Menurut Mathur, Khofifah merilis bahwa Secara year on year (Yoy), dalam setahun terakhir, angka kemiskinan di Jatim terhitung September 2021 – September 2022 terpantau turun 0,1 persen.
Mathur menilai bahwa yang dirilis BPS Jawa Timur dengan rilis Gubernur sama-sama benar.
“Yang membedakan rilis BPS obyektif berdasarkan hasil riset yang dilakukan dan disampaikan secara komperehensif. Sedangkan Khofifah cenderung berusaha keras untuk menutupi salah satu fakta dengan melakukan narasi perbandingan data,” tulis Mathur melalui rilisnya ke media Lingkarjatim.com Minggu (22/01/23).
Anggota dewan dari Kabupaten Bangkalan tersebut meminta Gubernur tidak perlu takut untuk mengakui keadaan atau fakta yang terjadi di lapangan.
“Gubernur tidak perlu ketakutan menyatakan bahwa mohon maaf, pada posisi September 2022 terjadi kenaikan, sehingga akan menjadi cambuk bagi jajaran Pemprov untuk lebih fokus di 2023, pasti masyarakat dan semua elemen di Jawa Timur menyadari kok, ketimbang membuat alasan yang mbulet,” tegasnya.

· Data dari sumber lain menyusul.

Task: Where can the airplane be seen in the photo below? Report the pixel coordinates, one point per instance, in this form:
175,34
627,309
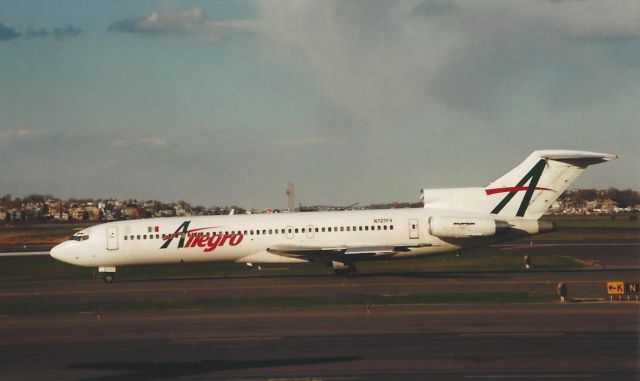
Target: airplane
452,220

Aktivis pemberdayaan dan anti korupsi ini mempertanyakan bahwa menurutnya point terpenting dari sekedar data agregat yang berisi jumlah dan prosentase kemiskinan yang dirilis BPS adalah apakah Pemprov Jatim, selama 2019 sampai sekarang memiliki data update by name by address yang selalu diperbaharui sehingga paling tidak memilki acuan, mana yang rumah tangga yang miskin mana yang sudah di bantu/ difasilitasi mana yang sudah mover (keluar dari kemiskinan) atau sebaliknya yang turun status kesejahteraannya.
Menurutnya, Sejauh ini, OPD mitra komisi E maupun Bappeda Jawa Timur tidak pernah menyampaikan basis data by name by address yang dimilki Pemprov Jatim itu Ke DPRD khususnya Komisi E.

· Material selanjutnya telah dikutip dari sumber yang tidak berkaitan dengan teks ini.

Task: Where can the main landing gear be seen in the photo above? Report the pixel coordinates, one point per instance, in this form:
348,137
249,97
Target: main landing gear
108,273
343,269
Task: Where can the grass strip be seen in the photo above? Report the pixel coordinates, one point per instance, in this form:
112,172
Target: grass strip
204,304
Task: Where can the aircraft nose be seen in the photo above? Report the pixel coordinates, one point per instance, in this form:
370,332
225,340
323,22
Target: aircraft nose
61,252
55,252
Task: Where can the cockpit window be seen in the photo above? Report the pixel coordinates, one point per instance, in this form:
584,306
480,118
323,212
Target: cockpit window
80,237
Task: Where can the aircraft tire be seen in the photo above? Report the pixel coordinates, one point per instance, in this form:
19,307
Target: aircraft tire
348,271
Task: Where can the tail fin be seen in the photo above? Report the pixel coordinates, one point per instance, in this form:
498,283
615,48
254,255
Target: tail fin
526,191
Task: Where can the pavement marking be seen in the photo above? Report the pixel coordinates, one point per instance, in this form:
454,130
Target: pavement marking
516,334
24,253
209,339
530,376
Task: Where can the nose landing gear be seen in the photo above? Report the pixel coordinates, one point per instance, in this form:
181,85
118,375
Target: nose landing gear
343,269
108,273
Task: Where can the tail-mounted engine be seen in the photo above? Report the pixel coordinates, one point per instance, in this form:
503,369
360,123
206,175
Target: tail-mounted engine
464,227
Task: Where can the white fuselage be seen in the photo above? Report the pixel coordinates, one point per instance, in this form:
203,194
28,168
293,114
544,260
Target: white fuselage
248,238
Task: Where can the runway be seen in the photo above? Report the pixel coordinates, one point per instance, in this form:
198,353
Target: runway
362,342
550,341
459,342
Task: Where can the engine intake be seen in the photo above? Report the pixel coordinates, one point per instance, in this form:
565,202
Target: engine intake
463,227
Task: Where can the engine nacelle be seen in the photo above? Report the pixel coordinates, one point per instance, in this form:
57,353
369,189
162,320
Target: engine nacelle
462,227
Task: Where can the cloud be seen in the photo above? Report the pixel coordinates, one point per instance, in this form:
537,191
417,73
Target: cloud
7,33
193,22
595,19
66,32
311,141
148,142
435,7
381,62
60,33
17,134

“Saya sempat konfirmasi ke Dinas Sosial waktu Wakil Gubernur me lounching Sinta Gelis yang katanya akan jadi basis data kemiskinan Jatim, tanggal 31 Juli 2022 dengan sangat mewah, di hotel mewah, dan banyak media yang merilis, yang ternyata tidak mengetahui. Sejak di rilis sampai saat ini tidak ada infomasi yang masuk ke Komisi E tentang perkembangan sistem tersebut yang katanya di Uji Coba di 14 Desa dengan menggunakan APBD yang cukup besar,” ucapnya.
Bahkan Mathur juga mengkritisi sistem Sinta gelis yang menurutnya masih jauh dari harapan.

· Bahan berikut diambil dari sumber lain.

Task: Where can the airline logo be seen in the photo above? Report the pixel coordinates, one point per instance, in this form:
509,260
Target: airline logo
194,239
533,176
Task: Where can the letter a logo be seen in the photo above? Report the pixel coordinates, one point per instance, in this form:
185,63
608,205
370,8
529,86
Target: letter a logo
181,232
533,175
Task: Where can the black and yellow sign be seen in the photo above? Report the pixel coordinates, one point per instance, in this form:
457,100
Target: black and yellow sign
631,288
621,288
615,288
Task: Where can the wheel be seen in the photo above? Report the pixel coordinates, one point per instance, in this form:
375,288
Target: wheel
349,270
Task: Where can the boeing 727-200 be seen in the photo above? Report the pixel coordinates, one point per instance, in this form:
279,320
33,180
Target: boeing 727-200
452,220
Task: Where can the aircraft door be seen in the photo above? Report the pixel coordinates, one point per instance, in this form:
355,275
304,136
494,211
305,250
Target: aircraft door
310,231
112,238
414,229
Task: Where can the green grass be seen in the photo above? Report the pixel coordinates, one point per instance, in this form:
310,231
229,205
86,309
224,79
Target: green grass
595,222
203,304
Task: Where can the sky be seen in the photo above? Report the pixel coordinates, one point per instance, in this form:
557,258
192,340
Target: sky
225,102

“Kalau saya coba buka sistem tersebut, data yang di tampilkan hanya menampilkan ulang data BPS, data tahun 2020, Data DTKS dan P3KE yang hanya angka total se jatim. Data DTKS mikro pun kalau di klik galat. Saya dengar anggaran yang telah di keluarkan tahun 2022 sudah cukup besar termasuk untuk launching yang mewah. Tahun 2023 ini informasinya ada operasional yang sangat besar juga untuk pilot project 14 desa, hanya coba saya telusuri di APBD yang dibahas kok tidak ada, semoga tidak diselipkan secara illegal pasca evaluasi kemendagri. Eman lho memiliki anggaran yang besar tapi hasilnya tidak nyata,” Lanjutnya menyayangkan.
Mathur lalu membandingkan dengan yang di lakukan oleh Sidaya Sehati SLRT Bangkalan dengan anggaran 750 juta menurutnya sudah mampu melakukan update kondisi kesejahteraan lebih dari 38 ribu rumah tangga, lebih dari 127 ribu jiwa di ratusan desa, real time, dinamis, dan hasilnya transparan ke publik.
Tidak hanya itu, dalam rilisnya Mathur menyampaikan bahwa Direktur Center for Participatory Development (Cepad) Indonesia, Kasmuin, yang pada Pilgub 2018 menjadi Sekretaris Tim Pemenangan Khofifah Emil di Sidoarjo yang juga aktif di pemberdayaan masyarakat menyampaikan bahwa pada saat kampanye dan orasi pelantikan ada semangat yang luar biasa Khofifah Emil akan melaksanakan program pengurangan kemiskinan bahkan ada istilah no one left behind, harus dipastikan tidak ada satu pun yang tertinggal.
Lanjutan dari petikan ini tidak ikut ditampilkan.